Further, it’s not clear that the particular issues in the case will address the concerns of that 0.4%. If you look at the submissions on the DFAT website, or the AIG study, the concerns are mostly generally voiced concerns over the degree of enforcement occurring in China. Changing the laws raised in the US WTO case would not necessarily make any difference at all to the degree of enforcement going on. Even if, say, you lower the threshold for bringing a criminal case, it doesn’t mean the police will bring more criminal prosecutions. Only one of the published submissions I could find on the DFAT website specifically mentions issues like the threshold for criminal proceedings – and that is the submission of AFACT which, frankly, seems more concerned with Hollywood movies than Australian ones (their submission specifically states that an agreement between the US and China about US movies should ‘improve enforcement matters’ in China and quotes US statistics on counterfeits).
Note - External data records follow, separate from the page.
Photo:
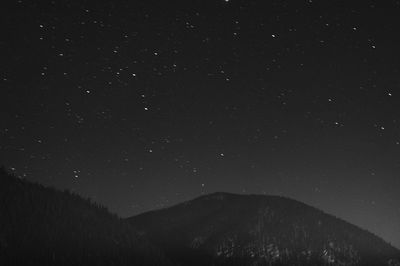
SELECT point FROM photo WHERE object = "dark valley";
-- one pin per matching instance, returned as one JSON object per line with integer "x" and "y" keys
{"x": 44, "y": 226}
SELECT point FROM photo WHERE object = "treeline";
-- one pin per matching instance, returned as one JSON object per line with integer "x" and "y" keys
{"x": 43, "y": 226}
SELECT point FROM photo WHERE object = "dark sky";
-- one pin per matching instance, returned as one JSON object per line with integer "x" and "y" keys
{"x": 143, "y": 104}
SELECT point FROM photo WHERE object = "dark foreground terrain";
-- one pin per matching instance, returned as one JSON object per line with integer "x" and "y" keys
{"x": 44, "y": 226}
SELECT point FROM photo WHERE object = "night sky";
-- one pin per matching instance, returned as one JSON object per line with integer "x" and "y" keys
{"x": 143, "y": 104}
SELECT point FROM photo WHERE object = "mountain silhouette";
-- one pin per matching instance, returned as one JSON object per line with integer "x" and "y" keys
{"x": 230, "y": 229}
{"x": 45, "y": 226}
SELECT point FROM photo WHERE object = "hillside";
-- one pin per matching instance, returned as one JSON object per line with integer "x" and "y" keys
{"x": 229, "y": 229}
{"x": 44, "y": 226}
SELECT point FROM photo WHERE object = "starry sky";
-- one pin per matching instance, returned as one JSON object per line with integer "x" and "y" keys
{"x": 143, "y": 104}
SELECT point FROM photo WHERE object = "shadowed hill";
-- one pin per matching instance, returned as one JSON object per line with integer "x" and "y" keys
{"x": 44, "y": 226}
{"x": 229, "y": 229}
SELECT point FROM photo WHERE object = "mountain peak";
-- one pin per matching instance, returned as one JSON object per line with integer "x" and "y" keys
{"x": 260, "y": 230}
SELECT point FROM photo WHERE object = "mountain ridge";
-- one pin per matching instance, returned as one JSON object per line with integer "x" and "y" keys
{"x": 262, "y": 230}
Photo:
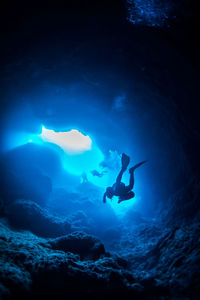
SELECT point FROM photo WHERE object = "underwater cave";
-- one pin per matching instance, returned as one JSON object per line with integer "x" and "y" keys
{"x": 88, "y": 91}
Does Australia have a significant stake in the legal issues in the case?

Even if the economic interest in the case wasn’t strong, there still might be a reason for Australia to be involved if we had a strong interest in any interpretations of TRIPS that might come out of the case. The Trade Minister’s press release hints at this when he says the case raises:

important commercial and systemic issues in relation to WTO rules on intellectual property protection, including the meaning of counterfeiting or piracy ‘on a commercial scale’
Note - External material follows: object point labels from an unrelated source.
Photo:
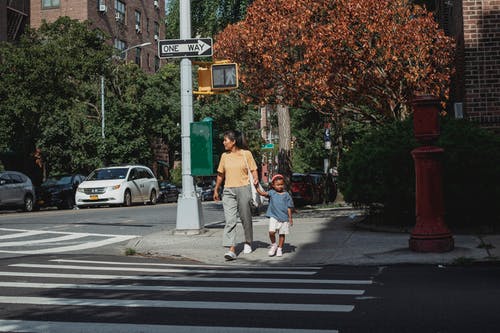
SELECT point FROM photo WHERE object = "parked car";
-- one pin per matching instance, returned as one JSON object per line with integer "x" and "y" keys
{"x": 16, "y": 191}
{"x": 59, "y": 191}
{"x": 118, "y": 185}
{"x": 304, "y": 191}
{"x": 168, "y": 192}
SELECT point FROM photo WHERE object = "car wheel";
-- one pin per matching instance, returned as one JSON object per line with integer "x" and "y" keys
{"x": 28, "y": 203}
{"x": 67, "y": 204}
{"x": 127, "y": 199}
{"x": 152, "y": 197}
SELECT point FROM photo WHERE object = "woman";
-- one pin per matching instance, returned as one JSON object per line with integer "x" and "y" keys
{"x": 233, "y": 170}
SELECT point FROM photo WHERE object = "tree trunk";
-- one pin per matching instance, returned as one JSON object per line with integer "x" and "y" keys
{"x": 285, "y": 139}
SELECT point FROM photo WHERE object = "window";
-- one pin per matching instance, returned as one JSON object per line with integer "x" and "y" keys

Now, the definition of ‘commercial scale’ is important – it defines the degree of freedom a country has to decide when its public law enforcement resources should be enlivened. I can see why Australia might want to be a party if it wanted to preserve it’s freedom to define for itself ‘commercial scale’. The problem with this, however, is that Australia has already signed up, via the AUSFTA, to an extremely wide definition of ‘commercial scale’: under the AUSFTA,

Wilful copyright piracy on a commercial scale includes:
(i) significant wilful infringements of copyright, that have no direct or indirect motivation of financial gain; and
(ii) wilful infringements for the purposes of commercial advantage or financial gain.

In other words, it is ‘commercial scale’ if it is a single deliberate copy leading to commercial advantage. Frankly, you cannot get broader than that. This is the definition required by the United States; presumably some such interpretation will be being pushed by the US in the dispute resolution proceedings. Having signed up to this, I’m not sure what the point of Australia being involved is. Are we going to be there arguing for a similar broad definition to be imported into TRIPS via interpretation? And alienate all the countries that, unlike us, want to preserve some freedom to determine their own IP enforcement policy? I don’t see the point, I really don’t.

Conclusions

China has significant IP issues; including significant IP enforcement issues. I’m all for continuing to address these. I’m all for finding interesting ways to do so even in the context of an FTA. But doing so by joining a rather narrow, technical case brought by the US against China? I don’t see the point. I wonder if DFAT have been drinking the AUSFTA cool-aid, and now see themselves as the little ambassadors for strong IP law in the Asia-Pacific Region. Sigh.